A este detonador inicial se le han sumado varios otros que, vinculados entre sí, han provocado una impresionante reacción en cadena: el enfrentamiento entre bandas criminales, la cooptación de cuerpos enteros del Estado (policía, ministerio público, jueces, funcionarios de los tres ámbitos de gobierno), la impunidad en las cárceles, el abuso de poder, la debilidad de las autoridades locales, el tráfico de personas y de armas, la narcocultura, la desigualdad social, la falta de oportunidades, la fractura de la clase política, el dinero sucio en el sistema bancario, el dinero ilegal en las campañas políticas, el asesinato de defensores de derechos humanos y periodistas, la apología del crimen que hacen los medios de comunicación, el silencio de los medios de comunicación, la indolencia de algunos, el cinismo de otros, la complicidad, el enojo de una mayoría creciente.

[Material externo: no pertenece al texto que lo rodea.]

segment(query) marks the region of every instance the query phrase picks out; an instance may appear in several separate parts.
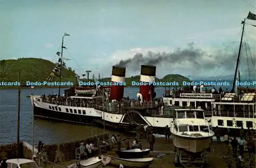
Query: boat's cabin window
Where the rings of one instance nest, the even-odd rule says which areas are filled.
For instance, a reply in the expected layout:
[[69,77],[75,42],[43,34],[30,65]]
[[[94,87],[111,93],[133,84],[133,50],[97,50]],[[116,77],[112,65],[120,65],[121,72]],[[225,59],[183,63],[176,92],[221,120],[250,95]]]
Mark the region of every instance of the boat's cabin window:
[[199,131],[198,126],[189,126],[189,131]]
[[185,111],[177,111],[177,118],[185,118]]
[[200,126],[200,131],[203,131],[203,132],[209,132],[209,126]]
[[195,118],[195,111],[187,111],[187,118]]
[[179,132],[185,132],[187,131],[187,126],[185,125],[181,125],[179,126]]
[[197,118],[201,118],[201,119],[204,118],[203,111],[195,111],[195,112]]

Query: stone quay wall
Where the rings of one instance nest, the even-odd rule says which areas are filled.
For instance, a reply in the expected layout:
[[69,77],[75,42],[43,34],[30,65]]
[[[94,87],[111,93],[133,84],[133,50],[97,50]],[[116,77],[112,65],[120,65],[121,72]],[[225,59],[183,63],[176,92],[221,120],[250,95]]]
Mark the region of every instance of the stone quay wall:
[[[96,147],[97,142],[103,140],[109,141],[110,135],[109,133],[105,133],[73,142],[55,145],[46,144],[45,149],[50,161],[56,162],[69,161],[75,159],[75,149],[79,147],[80,142],[82,141],[86,144],[87,141],[89,141],[90,142],[94,143],[94,146]],[[21,142],[20,148],[20,157],[32,159],[33,155],[33,146],[27,142]],[[34,148],[34,154],[36,154],[37,152],[37,149]],[[8,159],[17,158],[17,143],[0,146],[0,160],[5,157]]]

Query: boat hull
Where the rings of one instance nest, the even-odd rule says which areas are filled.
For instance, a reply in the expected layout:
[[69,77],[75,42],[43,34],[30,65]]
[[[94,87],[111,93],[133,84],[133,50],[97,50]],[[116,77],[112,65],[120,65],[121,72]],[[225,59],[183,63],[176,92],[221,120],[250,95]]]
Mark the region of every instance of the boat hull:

En efecto, la droga y los cárteles que la comercian —colocados como causa inicial de la violencia— son hoy razones irresolutas y, al mismo tiempo, rebasadas.

Cada día se oye más fuerte la voz que exige revisar la estrategia seguida por el presidente Felipe Calderón Hinojosa. En este hilo de reflexión cabe preguntarse: ¿y si el problema no fuera de estrategia, sino de los objetivos actuales de tal estrategia?

¿No habrá llegado el momento de sustituir la premisa original y proponer en su lugar una política explícita, inteligente, compleja y multidimensional para devolverle la paz a este país?

Tal cosa no significaría renunciar a los argumentos primeramente expuestos por el jefe del Estado mexicano, pero sí implicaría supeditarlos ordenadamente a otro gran objetivo de mayor ambición y amplitud: asegurar un periodo estable, digno y durable de paz social para todos los mexicanos.

No se trata sólo de detener la sangre que se está derramando en estos días —como algún movimiento virtual propusiera en las redes sociales— sino de ponernos de acuerdo, todos los mexicanos, alrededor de una propuesta de reconstrucción institucional que pueda ir más allá del exterminio de los enemigos de nuestra sociedad.